Another Cibus investment, BeeHero, employs simple, inexpensive sensors coupled with advanced data analytics and AI to monitor beehive health and pollination strength. Hives on BeeHero’s platform are on average 75 percent stronger and mortality rates are reduced by around 50 precent.
Finally, Agsenze provides automated identification of health and production outcomes for livestock using 2D and 3D computer vision technology. This has what Appleby describes as a “clear and proven” customer return on investment of three times via reduced labor costs, improved production metrics, reduced antibiotic use and improved fertility rates.
Sofia adds that “there are particular vital applications in the area of agricultural biotechnology where enhanced machine learning enables rapid advances.” For example, AG-Biotech works with a small protein or molecule similar to the RNA technology used in the covid-19 vaccine. It can use targeted messenger RNA to influence a whole crop. The number of combinations that can be tested go to well over a billion using AI, as it goes through a cycle of test and learn, then test and learn, over and over again at rapid speed.
Trials and tribulations
However, there are challenges. Agriculture has historically been slow to embrace technology and there are some who will still need convincing. Existing manufacturers will need to adapt and invest fast to keep up with the development of autonomous AI-driven machinery.
There will also be companies and growers that are slow to react, and late adopters will likely struggle to compete, or lack the capital to invest.
“Undoubtably, the acceleration and accessibility of AI will change the world, probably irreversibly”
Appleby says: “Thought must be given to protecting and helping small-scale farmers that will not necessarily have the capital or ability to integrate the latest AI within their production systems.” Otherwise, there will be a significant widening of the gap between big and small farmers. And special support will need to be directed towards the developing world.
Omnivore’s Kahn highlights another issue. He fears that “existing agricultural data ecosystems are highly fragmented and varied, with little data interoperability across sources, environments and formats.” Cleaning and labeling massive amounts of diverse data for AI applications is difficult, and the lack of structured data holds back analytics and discovery potential.
Furthermore, most AI and machine learning models for agriculture are still in research or at the ideation stage.

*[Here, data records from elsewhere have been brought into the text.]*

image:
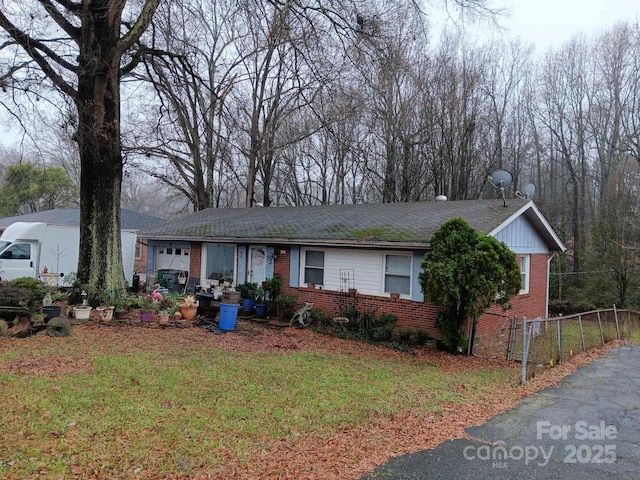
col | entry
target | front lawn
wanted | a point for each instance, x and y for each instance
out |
(131, 402)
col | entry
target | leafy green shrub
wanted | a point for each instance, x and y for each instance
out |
(285, 305)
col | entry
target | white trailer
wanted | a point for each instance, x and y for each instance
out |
(27, 249)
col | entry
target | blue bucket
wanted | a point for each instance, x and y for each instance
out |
(228, 315)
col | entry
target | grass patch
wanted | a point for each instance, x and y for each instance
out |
(185, 410)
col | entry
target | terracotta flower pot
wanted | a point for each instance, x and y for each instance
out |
(189, 312)
(163, 319)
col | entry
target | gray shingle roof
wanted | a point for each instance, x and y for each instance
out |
(363, 224)
(130, 220)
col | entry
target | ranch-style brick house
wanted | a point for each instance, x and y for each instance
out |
(324, 252)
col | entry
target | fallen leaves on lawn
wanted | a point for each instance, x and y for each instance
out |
(348, 453)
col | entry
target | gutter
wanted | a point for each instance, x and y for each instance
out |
(292, 241)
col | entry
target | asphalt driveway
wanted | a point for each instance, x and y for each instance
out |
(588, 426)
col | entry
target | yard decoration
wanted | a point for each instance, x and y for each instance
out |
(466, 273)
(188, 307)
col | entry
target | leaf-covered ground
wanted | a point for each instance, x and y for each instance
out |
(347, 453)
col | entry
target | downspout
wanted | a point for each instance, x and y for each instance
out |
(546, 307)
(472, 335)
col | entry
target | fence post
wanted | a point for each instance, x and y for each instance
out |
(559, 328)
(512, 338)
(600, 325)
(525, 353)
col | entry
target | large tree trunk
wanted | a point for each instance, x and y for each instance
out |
(98, 136)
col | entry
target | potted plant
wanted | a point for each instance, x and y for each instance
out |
(167, 309)
(147, 309)
(261, 306)
(105, 312)
(248, 293)
(188, 307)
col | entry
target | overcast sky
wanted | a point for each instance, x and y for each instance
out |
(546, 23)
(551, 23)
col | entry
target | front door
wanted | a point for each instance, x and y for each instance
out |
(257, 264)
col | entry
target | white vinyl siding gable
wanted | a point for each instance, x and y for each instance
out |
(521, 237)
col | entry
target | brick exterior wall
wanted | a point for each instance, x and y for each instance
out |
(492, 331)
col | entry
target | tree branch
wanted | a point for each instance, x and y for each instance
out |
(138, 28)
(73, 31)
(31, 46)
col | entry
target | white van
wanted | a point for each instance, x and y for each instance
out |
(27, 249)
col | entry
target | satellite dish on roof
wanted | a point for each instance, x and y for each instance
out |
(501, 178)
(528, 191)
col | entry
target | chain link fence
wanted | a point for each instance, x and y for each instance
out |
(544, 343)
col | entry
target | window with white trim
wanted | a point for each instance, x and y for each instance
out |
(397, 274)
(525, 261)
(314, 267)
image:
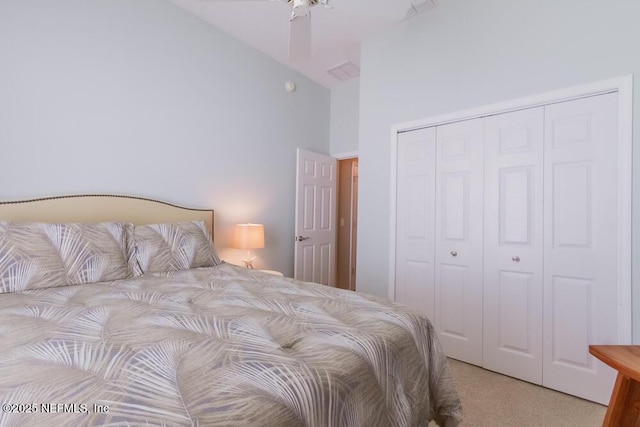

The agriculture sector still lacks domain expertise, such as joint experts across AI development, agriculture use cases and business operations.
And while the availability of low-skilled labor is becoming more problematic across the developed world, there will be a need for training and re-skilling workforces to benefit from the new opportunities.
Looking to the future
As AI advances and becomes more accessible, “the key for existing agricultural companies will be to integrate AI-driven solutions within their business models,” explains Appleby.
Kahn believes “as data collection and management systems improve, larger, higher-quality data sets will fuel the development of advanced machine learning models from predictive analytics to automated farm machinery.”
Commoditization of sensors, the Internet of Things and satellite imagery will make precision agriculture affordable to more smallholder farms. In the long term, human-AI collaboration will help the agriculture sector enhance productivity, minimize ecological impact and transform livelihoods.
“Undoubtably, the acceleration and accessibility of AI will change the world, probably irreversibly,” says Appleby.